Haikal hanya merengut, melihat sang ibu masih memperlakukannya seperti anak kecil. Mentang-mentang saja ia anak bungsu dan satu-satunya laki-laki pula.
“Ya sudah, Ibu pulang dulu. Oh iya, kamu udah makan belum, Nak?” Bu Ida yang sudah melangkah menuruni teras rumah Haikal, kembali membalikkan tubuh.
“Udah. Ibu hati-hati menyeberangnya!” jawab Haikal sambil duduk di kursi teras dan mengeluarkan ponselnya.
Dengan sambil melantunkan shalawat, Bu Ida menyeberangi jalan raya. Hatinya begitu senang, sebab kali ini Haikal mau menerima perjodohan darinya. Padahal sudah dari tiga tahun yang lalu, ia selalu berusaha menjadi mak coblang, tapi selalu gagal.
******
“Bang, ayo masuk!” Maura memeluk Haikal dari belakang.

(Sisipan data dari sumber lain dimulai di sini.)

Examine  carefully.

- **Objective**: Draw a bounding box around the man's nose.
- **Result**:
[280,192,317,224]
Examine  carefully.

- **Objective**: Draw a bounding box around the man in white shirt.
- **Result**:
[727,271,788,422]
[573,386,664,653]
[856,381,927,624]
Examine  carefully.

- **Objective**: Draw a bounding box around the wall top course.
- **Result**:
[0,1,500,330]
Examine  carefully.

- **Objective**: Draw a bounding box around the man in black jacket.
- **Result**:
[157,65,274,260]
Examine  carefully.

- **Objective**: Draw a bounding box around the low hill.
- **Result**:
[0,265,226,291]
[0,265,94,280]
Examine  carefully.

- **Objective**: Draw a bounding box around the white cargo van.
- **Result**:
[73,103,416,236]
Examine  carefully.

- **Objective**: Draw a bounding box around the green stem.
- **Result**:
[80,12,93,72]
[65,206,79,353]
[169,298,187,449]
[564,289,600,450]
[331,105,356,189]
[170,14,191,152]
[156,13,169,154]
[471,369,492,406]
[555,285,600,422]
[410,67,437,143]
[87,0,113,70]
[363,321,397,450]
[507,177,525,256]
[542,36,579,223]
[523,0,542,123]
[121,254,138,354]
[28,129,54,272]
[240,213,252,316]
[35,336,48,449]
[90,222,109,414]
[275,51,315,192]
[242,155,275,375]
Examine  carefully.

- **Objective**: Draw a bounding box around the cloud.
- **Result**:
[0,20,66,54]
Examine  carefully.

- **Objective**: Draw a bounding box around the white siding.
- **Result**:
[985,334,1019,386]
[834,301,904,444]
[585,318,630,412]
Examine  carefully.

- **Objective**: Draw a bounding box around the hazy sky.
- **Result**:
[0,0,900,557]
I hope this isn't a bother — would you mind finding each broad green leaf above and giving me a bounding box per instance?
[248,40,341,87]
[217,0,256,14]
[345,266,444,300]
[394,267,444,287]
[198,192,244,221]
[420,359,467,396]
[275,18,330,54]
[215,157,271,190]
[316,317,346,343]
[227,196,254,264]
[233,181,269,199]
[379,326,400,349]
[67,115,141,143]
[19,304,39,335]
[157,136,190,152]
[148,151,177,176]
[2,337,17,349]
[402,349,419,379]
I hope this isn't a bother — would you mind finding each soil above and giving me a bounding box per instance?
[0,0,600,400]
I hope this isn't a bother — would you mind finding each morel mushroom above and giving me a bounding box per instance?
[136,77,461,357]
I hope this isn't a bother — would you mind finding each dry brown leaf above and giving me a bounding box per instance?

Haikal menoleh dan mendapati sang istri sedang mencium pipinya. Ia merengkuh Maura ke dalam pangkuannya dan menatapnya penuh cinta. Wajah keduanya mendekat lalu saling berpagut mesra.
Ada beberapa tetangga yang sedang berjalan di depan rumah berpagar biru itu, menatap aneh pada pria petugas damkar yang terlihat sedang berbicara sendiri di depan teras rumahnya. Ia terlihat seperti sedang memeluk seseorang dan mencumbunya, namun mereka tak melihat siapa pun bersama anak bungsu dai Bu Ida itu.
Haikal menggendong tubuh Maura masuk ke dalam, lalu menutup pintu. Ia tak menyadari kalaua ad beberapa tetangga yang menguntip dirinya.
*******
“Tuh ‘kan ... Si Haikal itu benaran gila deh!”
“Mungkin dia pacaran ama makhluk halus yang kita gak bisa melihatnya.”
“Lihat gak tadi, dia kayak lagi gendong seseorang gitu? Padahal kan gak ada apa-apa.”
“Bu Ida juga sih, anaknya kayak gitu dibiarin aja. Coba diruqyah, biar waras dia!”
“Dia gak gila menurutku, hanya depresi saja karena ditinggal pacarnya nikah lima tahun yang lalu. Abis itu, dia gak pernah pacaran lagi. Tahu-tahu, udah aneh gitu aja tingkahnya.”
“Kasihan ya, ganteng-ganteng kok aneh gitu!”
“Biar aneh gitu, dia petugas damkar loh. Pekerjaannya sangat mulia, gak tega aja kalau dia berhalusinasi terus.”
Tiga orang ibu-ibu yang tadi mengamati kelakukan Haikal di teras, menggosipkan dirinya. Mereka prihatin melihat tingkah aneh dari putra bungsu Bu Ida itu.
*******
Sedangkan di dalam kamar, Haikal sedang memadu cinta dengan sang istri tercinta. Hasratnya begitu menggelora melihat tubuh mulus dihadapa itu, dan tak menunggu lama, keduanya mulai menyatukan raga dengan buaian dewa asmara hingga menuju puncak singgasana surga dunia.
“Sayang, kata Ibu ... bulan depan nanti dia akan menikahkanku dengan wanita pilihanya itu. Mungkin ... kita takkan bisa bercinta seindah malam ini lagi,” ujar Haikal dengan keringat membanjiri tubuh sixpacknya, ritual mereka telah usai ditunaikan.
“Oh, ya?” Maura mendelik Haikal yang baru saja menjatuhkan tubuh di sampingnya.
“Akan tetapi, sesuai permintaanmu, aku takkan menyentuh dia. Aku hanya milikmu, Sayang.” Haikal meraih Maura ke dalam pelukannya.
Maura menggigit bibir, sebenarnya ia tak rela jika harus berbagi suami, tapi mau bagaimana lagi. Keadaannya memang sedang terdesak saat ini, demi keamanan hubungannya bersama pria yang sangat ia cintai itu.
“Kamar ini hanya milik kita, jangan ajak dia ke sini,” ujar Maura sambil mengusap dada sang suami.
“Iya, Sayang. Kalau dia sudah tidur, aku akan menemuimu ke sini. Setiap malam kita akan selalu bersama, dia hanya akan menjadi istri di buku nikah saja,” jawab Haikal sambil mengecup dahi snag istri.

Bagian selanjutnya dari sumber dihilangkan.